Durante las intervenciones de cirugía torácica o resección de tumores pulmonares, el cirujano opera desde una consola lateral equipada con un visor inmersivo en tres dimensiones, manipulando los controles con las manos para dirigir los tres brazos robóticos articulados y una cámara de alta definición sobre el paciente. El sistema transmite los movimientos humanos con un margen de maniobra superior al de las herramientas manuales en espacios reducidos, ofreciendo un campo de visión magnificado que preserva tejido sano, reduce el riesgo de fugas de aire y minimiza el impacto quirúrgico en el organismo.
Esta tecnología se aplica de forma progresiva en múltiples especialidades médicas, incluyendo urología, ginecología, cirugía colorrectal, torácica y gastroenterología.
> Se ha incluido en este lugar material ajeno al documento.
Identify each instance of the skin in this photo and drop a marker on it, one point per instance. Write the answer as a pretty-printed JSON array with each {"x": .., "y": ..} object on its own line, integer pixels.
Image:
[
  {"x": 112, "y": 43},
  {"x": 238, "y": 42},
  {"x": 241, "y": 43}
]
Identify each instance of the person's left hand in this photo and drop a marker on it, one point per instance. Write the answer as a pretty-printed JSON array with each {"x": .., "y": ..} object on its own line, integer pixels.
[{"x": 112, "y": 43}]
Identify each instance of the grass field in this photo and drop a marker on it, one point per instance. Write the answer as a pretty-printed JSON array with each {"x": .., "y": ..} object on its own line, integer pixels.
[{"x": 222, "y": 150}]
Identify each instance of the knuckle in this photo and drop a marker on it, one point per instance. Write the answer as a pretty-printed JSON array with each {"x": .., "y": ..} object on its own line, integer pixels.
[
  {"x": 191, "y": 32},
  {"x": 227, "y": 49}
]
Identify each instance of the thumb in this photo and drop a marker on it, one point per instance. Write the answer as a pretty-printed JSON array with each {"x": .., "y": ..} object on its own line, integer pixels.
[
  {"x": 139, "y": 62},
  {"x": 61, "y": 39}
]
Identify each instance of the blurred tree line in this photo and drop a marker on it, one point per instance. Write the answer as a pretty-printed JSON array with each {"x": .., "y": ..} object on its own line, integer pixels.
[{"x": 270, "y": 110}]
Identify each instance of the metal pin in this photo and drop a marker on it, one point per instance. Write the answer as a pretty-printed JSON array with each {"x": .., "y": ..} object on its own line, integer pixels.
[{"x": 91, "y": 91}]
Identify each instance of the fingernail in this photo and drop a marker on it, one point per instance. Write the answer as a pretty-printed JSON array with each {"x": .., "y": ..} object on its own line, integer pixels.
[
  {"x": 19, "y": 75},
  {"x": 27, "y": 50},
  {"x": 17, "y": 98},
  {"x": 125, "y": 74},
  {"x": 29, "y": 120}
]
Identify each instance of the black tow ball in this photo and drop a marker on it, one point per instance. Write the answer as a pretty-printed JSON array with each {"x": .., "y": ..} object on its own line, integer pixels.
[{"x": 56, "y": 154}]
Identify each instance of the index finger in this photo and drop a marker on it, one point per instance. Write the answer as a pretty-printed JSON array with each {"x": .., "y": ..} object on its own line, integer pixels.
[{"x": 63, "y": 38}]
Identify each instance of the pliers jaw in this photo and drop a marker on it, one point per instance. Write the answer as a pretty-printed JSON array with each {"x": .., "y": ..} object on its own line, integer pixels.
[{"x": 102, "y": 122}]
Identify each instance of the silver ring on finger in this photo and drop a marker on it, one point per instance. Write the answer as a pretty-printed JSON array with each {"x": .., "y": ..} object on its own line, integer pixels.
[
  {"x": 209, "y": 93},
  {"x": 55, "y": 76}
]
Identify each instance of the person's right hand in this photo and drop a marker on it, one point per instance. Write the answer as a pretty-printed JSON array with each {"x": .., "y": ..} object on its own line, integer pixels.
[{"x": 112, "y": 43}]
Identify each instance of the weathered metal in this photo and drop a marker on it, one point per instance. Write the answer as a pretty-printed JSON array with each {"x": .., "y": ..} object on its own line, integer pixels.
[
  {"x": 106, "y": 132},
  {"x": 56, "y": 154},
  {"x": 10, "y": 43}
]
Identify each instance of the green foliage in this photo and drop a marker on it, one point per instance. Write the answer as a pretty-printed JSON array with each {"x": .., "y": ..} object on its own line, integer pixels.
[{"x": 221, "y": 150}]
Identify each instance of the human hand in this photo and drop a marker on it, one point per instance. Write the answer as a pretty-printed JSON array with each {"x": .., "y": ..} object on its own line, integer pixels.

Como parte de los planes de modernización, el Gobierno británico ha fijado el objetivo de que la asistencia robótica participe en nueve de cada diez cirugías mínimamente invasivas en Inglaterra para el año 2035. Instituciones como el Barts Health NHS Trust, en el St Bartholomew's Hospital de Londres, lideran becas de formación para preparar a las nuevas generaciones de médicos en la interacción con estas consolas digitales.

Los beneficios asistenciales han sido respaldados por la experiencia directa de los primeros pacientes intervenidos con estas herramientas tecnológicas. Tras someterse a la extracción de un tumor pulmonar mediante este procedimiento robótico, pacientes de edad avanzada han reportado periodos de recuperación significativamente más breves en comparación con la laparoscopia tradicional, logrando la alta médica en pocos días con una sola sutura y reanudando sus actividades cotidianas de manera autónoma en menos de una semana.
Pese a los avances técnicos y al respaldo del Ejecutivo dentro de su plan decenal de salud, organizaciones como el Royal College of Surgeons of England advierten sobre la existencia de disparidades territoriales en la disponibilidad de estos equipos. La institución científica ha señalado la falta de un modelo de financiamiento uniforme dentro de la red del NHS, lo que obliga a algunos centros hospitalarios a depender de donaciones benéficas para adquirir la tecnología. Frente a esta brecha, los instructores clínicos insisten en la necesidad de integrar formalmente la cirugía robótica en los programas nacionales de residencia para potenciar las habilidades digitales del personal médico en formación.